Le jour où Ferdinand perd son travail, il retrouve une jeune étudiante qu'il a jadis aimée: Marianne. Las de son existence, il décide de refaire sa vie avec elle. Mais celle-ci se joue de lui, l'entraîne dans un engrenage de passion et de violence que, très vite, il ne peut maîtriser.
TELERAMA
Solitude, fatigue, ratage, trahison, chagrin, intermittence du coeur, suicide. Le fond est cafardeux. La forme, elle, est affamée. C'est une boulimie d'art : BD, romans américains, série noire, musique symphonique, twist, chansonnette, peinture espagnole, pop art, lettrisme, architecture, poésie, mode, pub : cinquante ans après Picabia et vingt ans avant le sampling, Godard pratique l'accumulation, le court-circuit, le collage, le recyclage.

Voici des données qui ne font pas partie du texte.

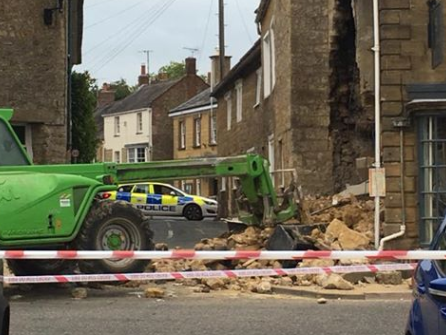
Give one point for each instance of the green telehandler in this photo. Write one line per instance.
(59, 207)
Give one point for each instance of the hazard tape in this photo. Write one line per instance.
(206, 274)
(226, 255)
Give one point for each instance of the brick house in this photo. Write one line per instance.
(38, 46)
(195, 136)
(138, 128)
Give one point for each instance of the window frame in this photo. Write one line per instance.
(429, 176)
(197, 132)
(228, 99)
(213, 129)
(182, 135)
(117, 123)
(239, 100)
(258, 96)
(139, 123)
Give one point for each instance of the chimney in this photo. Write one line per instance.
(215, 68)
(191, 66)
(105, 96)
(143, 78)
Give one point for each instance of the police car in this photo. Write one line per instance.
(165, 200)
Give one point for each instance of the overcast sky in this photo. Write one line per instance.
(116, 31)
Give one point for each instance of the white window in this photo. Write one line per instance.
(117, 126)
(269, 63)
(197, 128)
(213, 132)
(139, 122)
(258, 87)
(141, 154)
(228, 109)
(182, 135)
(239, 91)
(136, 155)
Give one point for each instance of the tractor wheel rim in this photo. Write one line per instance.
(119, 234)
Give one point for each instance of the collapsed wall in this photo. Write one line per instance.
(351, 120)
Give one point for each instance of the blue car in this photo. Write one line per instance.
(428, 312)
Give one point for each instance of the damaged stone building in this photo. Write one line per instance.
(304, 109)
(317, 103)
(40, 41)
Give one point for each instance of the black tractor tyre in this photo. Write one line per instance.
(114, 226)
(32, 267)
(193, 212)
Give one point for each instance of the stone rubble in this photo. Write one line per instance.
(349, 226)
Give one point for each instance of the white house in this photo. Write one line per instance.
(128, 135)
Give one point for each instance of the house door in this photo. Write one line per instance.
(432, 174)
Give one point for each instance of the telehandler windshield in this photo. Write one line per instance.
(11, 154)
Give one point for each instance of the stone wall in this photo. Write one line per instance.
(33, 75)
(406, 59)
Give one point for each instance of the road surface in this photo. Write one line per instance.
(222, 314)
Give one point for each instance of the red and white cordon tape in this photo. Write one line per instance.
(226, 255)
(205, 274)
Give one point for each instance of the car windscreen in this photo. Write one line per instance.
(11, 154)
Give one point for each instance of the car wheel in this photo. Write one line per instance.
(193, 213)
(114, 226)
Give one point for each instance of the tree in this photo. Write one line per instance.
(174, 70)
(83, 103)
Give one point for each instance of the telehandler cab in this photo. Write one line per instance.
(57, 206)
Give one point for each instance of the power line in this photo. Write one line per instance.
(135, 33)
(112, 16)
(206, 29)
(100, 3)
(157, 15)
(138, 20)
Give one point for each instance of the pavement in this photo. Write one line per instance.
(367, 292)
(117, 312)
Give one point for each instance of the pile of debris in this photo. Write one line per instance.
(343, 225)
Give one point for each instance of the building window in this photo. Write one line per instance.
(182, 135)
(198, 186)
(239, 97)
(213, 130)
(197, 132)
(117, 126)
(269, 61)
(139, 123)
(228, 109)
(258, 87)
(136, 155)
(432, 149)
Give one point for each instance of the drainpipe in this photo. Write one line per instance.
(376, 50)
(403, 196)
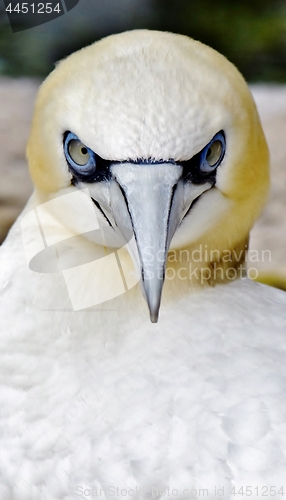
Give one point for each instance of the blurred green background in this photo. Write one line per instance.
(251, 33)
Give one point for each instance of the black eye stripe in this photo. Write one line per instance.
(196, 170)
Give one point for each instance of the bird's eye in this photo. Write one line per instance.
(78, 152)
(213, 153)
(81, 159)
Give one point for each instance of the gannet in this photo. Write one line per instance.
(150, 167)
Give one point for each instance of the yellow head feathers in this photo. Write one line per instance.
(160, 97)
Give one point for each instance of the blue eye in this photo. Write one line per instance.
(212, 155)
(81, 159)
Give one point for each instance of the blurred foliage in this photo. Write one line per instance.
(251, 33)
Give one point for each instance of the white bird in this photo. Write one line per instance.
(149, 142)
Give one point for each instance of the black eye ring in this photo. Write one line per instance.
(80, 169)
(212, 155)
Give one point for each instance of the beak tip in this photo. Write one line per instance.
(154, 317)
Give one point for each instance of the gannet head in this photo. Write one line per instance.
(165, 134)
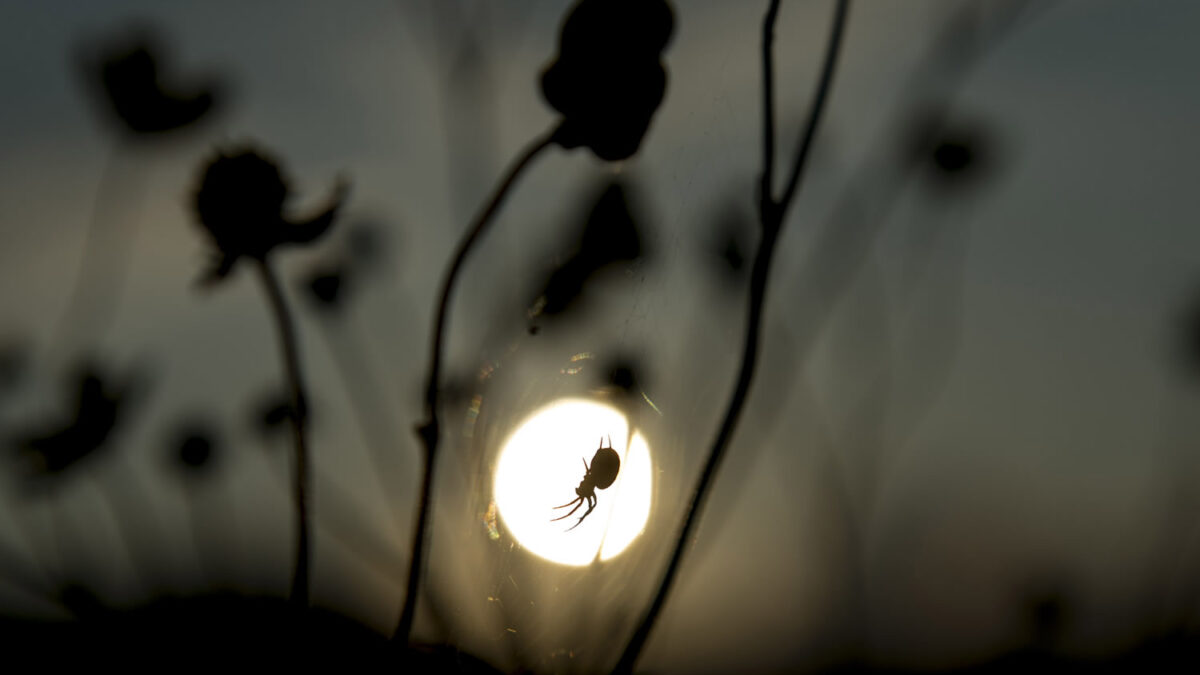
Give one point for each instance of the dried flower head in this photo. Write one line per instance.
(131, 85)
(241, 204)
(607, 78)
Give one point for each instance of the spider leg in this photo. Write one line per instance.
(592, 506)
(577, 502)
(570, 502)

Il est jeune, dingue amoureux des hanches d'Anna, il fonce vers l'absolu, emprunte, donne énormément. Du Technicolor, de la Côte d'Azur, de l'action, de l'amour, de la haine, en veux-tu, en voilà. Le cinéma ? De l'émotion. C'est l'ami Samuel Fuller qui le dit...
Pierrot le Fou est le plus romantique et le plus romanesque des films de Godard. Entre éloge et fracture, enthousiasme et dérision, l'auteur balance, mais c'est le lyrisme — mélancolique — qui l'emporte. Parce que l'art sert à passionner le désert de la vie, Ferdinand et Marianne s'imaginent en personnages — elle persiste à l'appeler Pierrot —, jouent à s'aimer, s'aiment vraiment, s'ennuient, se perdent de vue et se retrouvent, hélas trop tard. Le hurlement de désespoir de Belmondo — la poignée de secondes la plus viscéralement tragique de sa carrière ? — fait mal. Aussi mal que, dans la vraie vie, l'éloignement de Karina qui abandonne son pygmalion.